L’omosessuale più famoso prima del movimento gay era Giò Stajano. Purtroppo per gli omosessuali in Italia non esiste memoria storica e questo è il caso di un eroico militante da prima linea dimenticato. Oggi Giò ha settant’anni e negli anni ottanta fece l’operazione per cambiare sesso. Gli omosessuali poco attenti a tutte le diversità lo dimenticarono e lui stesso fece alcune dichiarazioni decisamente contrarie al movimento gay. E’ convinto infatti che sia necessario conquistare spazio tra gli etero e non ghettizzarsi. In effetti oggi la sua visione dell’omosessualità è un po’ invecchiata ma all’epoca fu eroico nel non nascondere nulla di sé.
Peccato, oggi ci può dare una lezione con la sua convinzione che anche nella sofferenza, quando tutta la società ti condanna, basta solo un po’ di coraggio” per essere favolosi/i. Si sbagliava?

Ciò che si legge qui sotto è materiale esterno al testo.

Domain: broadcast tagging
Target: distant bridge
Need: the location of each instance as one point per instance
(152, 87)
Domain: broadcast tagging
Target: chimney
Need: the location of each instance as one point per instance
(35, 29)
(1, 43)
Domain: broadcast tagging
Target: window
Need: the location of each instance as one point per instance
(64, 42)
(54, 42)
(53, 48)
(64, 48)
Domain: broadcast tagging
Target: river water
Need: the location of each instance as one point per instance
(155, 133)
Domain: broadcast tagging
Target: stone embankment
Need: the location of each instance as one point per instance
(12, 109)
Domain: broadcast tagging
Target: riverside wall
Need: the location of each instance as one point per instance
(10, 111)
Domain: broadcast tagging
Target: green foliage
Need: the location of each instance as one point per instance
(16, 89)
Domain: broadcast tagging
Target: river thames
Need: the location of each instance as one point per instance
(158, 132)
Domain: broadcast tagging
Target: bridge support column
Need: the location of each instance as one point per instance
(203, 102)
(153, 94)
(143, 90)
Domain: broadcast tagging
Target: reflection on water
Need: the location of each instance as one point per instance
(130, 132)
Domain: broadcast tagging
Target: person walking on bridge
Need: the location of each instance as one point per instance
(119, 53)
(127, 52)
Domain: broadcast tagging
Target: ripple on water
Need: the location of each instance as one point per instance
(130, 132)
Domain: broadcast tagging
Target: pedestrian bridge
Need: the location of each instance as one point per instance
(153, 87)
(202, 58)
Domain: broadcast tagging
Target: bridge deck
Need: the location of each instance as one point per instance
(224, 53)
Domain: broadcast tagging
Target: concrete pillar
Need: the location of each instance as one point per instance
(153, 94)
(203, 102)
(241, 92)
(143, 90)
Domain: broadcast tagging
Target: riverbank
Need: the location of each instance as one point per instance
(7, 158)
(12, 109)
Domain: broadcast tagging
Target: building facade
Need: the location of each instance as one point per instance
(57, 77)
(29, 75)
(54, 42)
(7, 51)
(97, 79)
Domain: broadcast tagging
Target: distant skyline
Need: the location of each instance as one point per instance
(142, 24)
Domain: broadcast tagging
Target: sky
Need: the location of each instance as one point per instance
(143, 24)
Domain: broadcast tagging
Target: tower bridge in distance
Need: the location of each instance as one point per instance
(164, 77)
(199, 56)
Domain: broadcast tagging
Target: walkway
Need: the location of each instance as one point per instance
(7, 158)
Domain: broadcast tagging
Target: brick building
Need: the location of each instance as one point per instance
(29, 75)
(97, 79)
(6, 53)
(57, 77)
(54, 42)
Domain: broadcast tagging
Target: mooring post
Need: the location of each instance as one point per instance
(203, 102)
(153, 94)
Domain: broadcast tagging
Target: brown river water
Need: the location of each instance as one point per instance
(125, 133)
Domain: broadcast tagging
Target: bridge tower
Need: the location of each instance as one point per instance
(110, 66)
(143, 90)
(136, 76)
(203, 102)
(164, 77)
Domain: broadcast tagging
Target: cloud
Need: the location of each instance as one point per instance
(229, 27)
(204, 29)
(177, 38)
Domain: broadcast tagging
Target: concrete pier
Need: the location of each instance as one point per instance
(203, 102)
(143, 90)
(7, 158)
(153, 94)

Gio Stajano non era l’unico omosessuale dichiarato di quegli anni. Con lui c’era Alberto Arbasino che pubblicò nel 1959 L’Anonimo Lombardo, romanzo che racconta l’amore di due giovani e che è da considerarsi uno dei testi in cui si sono riconosciuti generazioni di omosessuali; Testori che fece scandalo con L’Arialda e Pasolini che subì numerosi processi per omosessualità. Di loro e di tanti altri coraggiosi parleremo in futuro nella speranza di parlare prima o poi di voi.